Miss Beverly pushes her spectacles up her nose by shifting her puckered lips to and fro. “This here’s a fine home. We expect excellent behavior from our girls.”
“Oh, yes, ma’am,” he says. “These are my sisters, visiting from Ohio for a few weeks. My apartment is simply too small to contain us all.”
Sisters. I blink. Swallow. Right. The focus here is Daisy. Never lose that focus.
Aw, Stella. You’re allowed to live for yourself, ya know?
Miss Beverly crinkles and shifts her lips again, and her glasses inch up her nose. Silence. She’s not buying his yes, ma’am act. Pax senses her hesitation.

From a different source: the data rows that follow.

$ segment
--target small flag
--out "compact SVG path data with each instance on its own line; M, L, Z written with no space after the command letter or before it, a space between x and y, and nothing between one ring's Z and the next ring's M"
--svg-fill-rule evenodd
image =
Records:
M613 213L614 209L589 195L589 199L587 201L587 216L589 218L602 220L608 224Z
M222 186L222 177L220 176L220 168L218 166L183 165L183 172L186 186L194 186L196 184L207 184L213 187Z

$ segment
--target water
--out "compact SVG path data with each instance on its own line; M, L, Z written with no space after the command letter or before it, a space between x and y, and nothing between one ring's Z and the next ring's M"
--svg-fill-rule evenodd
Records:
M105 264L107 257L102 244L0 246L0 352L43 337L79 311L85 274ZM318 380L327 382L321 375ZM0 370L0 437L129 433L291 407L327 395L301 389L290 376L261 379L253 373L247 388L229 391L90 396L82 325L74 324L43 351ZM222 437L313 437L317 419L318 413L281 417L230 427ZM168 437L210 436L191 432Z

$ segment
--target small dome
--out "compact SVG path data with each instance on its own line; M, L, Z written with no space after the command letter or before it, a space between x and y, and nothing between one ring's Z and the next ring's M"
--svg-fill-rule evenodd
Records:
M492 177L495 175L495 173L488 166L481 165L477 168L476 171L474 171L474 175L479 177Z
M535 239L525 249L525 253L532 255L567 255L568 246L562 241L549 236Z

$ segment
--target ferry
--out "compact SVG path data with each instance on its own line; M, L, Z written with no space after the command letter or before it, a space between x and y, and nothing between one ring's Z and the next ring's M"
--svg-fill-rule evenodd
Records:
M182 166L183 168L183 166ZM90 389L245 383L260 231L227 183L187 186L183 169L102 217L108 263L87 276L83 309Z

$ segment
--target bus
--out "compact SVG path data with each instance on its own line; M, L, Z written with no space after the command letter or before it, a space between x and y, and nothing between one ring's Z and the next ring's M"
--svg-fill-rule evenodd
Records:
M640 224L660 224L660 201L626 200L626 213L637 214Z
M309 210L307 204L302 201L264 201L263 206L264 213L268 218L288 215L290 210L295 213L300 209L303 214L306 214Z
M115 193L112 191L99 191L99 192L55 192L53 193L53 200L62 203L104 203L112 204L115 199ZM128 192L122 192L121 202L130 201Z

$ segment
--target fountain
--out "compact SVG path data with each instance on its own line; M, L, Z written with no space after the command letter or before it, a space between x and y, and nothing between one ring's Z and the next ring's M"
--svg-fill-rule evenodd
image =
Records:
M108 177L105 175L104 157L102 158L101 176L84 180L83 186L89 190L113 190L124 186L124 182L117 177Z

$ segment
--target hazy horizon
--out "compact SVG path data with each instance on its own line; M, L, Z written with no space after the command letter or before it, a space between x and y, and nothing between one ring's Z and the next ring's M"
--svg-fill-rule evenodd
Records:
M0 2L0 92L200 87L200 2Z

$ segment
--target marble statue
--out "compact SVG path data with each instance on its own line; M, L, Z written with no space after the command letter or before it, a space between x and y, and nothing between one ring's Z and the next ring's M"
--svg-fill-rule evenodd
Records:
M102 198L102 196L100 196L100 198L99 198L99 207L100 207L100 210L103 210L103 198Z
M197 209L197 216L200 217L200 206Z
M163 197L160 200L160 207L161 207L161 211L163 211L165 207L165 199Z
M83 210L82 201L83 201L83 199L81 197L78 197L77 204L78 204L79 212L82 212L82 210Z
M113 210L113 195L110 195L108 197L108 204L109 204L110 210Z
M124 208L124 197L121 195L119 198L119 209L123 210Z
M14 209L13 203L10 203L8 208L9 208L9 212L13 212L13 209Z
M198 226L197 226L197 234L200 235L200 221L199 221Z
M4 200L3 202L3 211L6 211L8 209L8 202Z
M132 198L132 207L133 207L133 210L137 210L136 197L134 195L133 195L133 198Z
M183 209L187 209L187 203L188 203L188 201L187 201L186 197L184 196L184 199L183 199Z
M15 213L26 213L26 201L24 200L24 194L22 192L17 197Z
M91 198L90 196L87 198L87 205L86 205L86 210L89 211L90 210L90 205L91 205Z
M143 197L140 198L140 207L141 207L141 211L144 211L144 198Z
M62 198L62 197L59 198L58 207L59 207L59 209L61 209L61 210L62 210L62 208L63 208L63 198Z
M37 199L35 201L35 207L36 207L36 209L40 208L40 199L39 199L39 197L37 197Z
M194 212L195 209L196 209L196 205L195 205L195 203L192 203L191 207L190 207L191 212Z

“Imagine if all our siblings were to come!” he says, whirling to face me. The cock of his grin is devilish and showcases a dimple in his right creek. “Jenny would have a fit if she had to share a room with me, her only brother. Spoiled princess, our Jenny.”
Nirav. Nirav really wants this room, Stella. I smile. Huh—that’s nice, smiling. “Caroline would go nuts over the horses having to walk over those cobblestones all day. That girl loves her horses.”
Miss Beverly’s eyes sink further into her wrinkled face. “How many sisters do you have?”
Say six.
Without pause, Pax says “seven” and I say “six.”
There is something about how Pax’s face tilts into that dimple that makes me look away. “I have seven. Rose here, of course, has six.”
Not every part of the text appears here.